2.4. Monitoring the Updating Situation of the Better and Worse Sets
To understand how Cuckoo Search overcomes the premature convergence problem, we closely monitored how the better and worse sets updated during the search process. An update in the better set was considered important when a newly generated solution had a binding affinity with a lower energy than the worst nest in the better set. Similarly, an update in the worse set was considered important when a newly generated solution in the modified DE process had a binding affinity with a lower energy than the worst nest in the better set. Whenever there was an important update, solutions were reranked, and a new and better solution was then included in the better set.

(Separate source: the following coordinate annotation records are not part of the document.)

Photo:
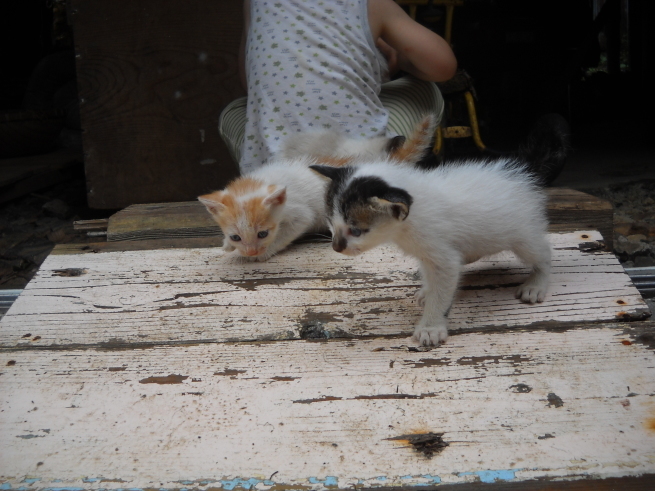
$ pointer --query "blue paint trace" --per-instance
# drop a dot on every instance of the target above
(329, 481)
(493, 476)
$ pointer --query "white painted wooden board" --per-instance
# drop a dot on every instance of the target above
(512, 405)
(200, 295)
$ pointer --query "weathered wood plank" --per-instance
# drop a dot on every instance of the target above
(201, 295)
(512, 406)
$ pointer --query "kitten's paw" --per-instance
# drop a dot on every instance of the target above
(420, 297)
(430, 336)
(531, 292)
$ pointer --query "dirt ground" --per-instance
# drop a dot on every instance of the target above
(31, 226)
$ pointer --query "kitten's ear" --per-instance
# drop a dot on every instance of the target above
(277, 197)
(213, 202)
(334, 173)
(395, 143)
(396, 203)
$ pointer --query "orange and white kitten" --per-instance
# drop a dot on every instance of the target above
(263, 212)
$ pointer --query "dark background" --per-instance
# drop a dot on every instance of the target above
(589, 60)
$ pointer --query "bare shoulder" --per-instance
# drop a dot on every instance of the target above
(380, 12)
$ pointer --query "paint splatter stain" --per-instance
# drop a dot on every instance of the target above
(520, 388)
(228, 372)
(320, 399)
(555, 400)
(428, 444)
(168, 379)
(69, 272)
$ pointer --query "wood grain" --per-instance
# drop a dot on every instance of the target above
(513, 406)
(174, 296)
(153, 77)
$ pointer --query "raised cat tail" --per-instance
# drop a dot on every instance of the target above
(547, 147)
(414, 148)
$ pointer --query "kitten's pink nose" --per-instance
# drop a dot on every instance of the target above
(339, 243)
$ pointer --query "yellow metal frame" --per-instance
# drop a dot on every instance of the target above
(453, 131)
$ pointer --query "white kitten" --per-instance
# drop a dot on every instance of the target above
(445, 217)
(263, 212)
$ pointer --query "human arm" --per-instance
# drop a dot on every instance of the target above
(419, 51)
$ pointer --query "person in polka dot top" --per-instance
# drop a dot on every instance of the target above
(313, 65)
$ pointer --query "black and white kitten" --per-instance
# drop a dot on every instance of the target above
(445, 217)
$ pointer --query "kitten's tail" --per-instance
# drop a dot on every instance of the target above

Figure 4 shows how the docking process for complex 1a30 updates as the algorithm proceeds. The results of two independent runs are displayed. As shown in the figure, both sets (better and worse) update very rapidly in the beginning. However, after a few iterations, no new solutions from the modified DE process are better than those in the better set, so the worse set update line stays flat. In the meantime, the better set nests keep on improving via random walk in local regions until all the better set solutions converge to minima, where the better set update line also stays flat. The breakthrough moment comes when an important worse set update occurs (as indicated by a small red triangle in the figure). This new and better solution found by the modified DE process signals the discovery of a new potential lowenergy region in the search space. The solutions are thus reranked and the new solution is placed in the better set. Once in the better set, exploration around the region of this newly discovered solution is conducted in later iterations, which is shown by the subsequent rapid rise of the better set update line.
2.5. Effect of the Number of Search Agents
We investigated the effect of the number of search agents by running experiments using 4, 8, 16, and 32 search agents. As shown in
Figure 5, the performances of CuckooVina were minimally affected by the number of search agents in terms of binding affinity. On the contrary, the success of PSOVina critically depends on the selected number of search agents, typically, the more the better. In all cases, CuckooVina had smaller error bars than PSOVina, computed from 30 independent runs. This indicates that the docking algorithm of CuckooVina is more robust, and each docking result is more reliable.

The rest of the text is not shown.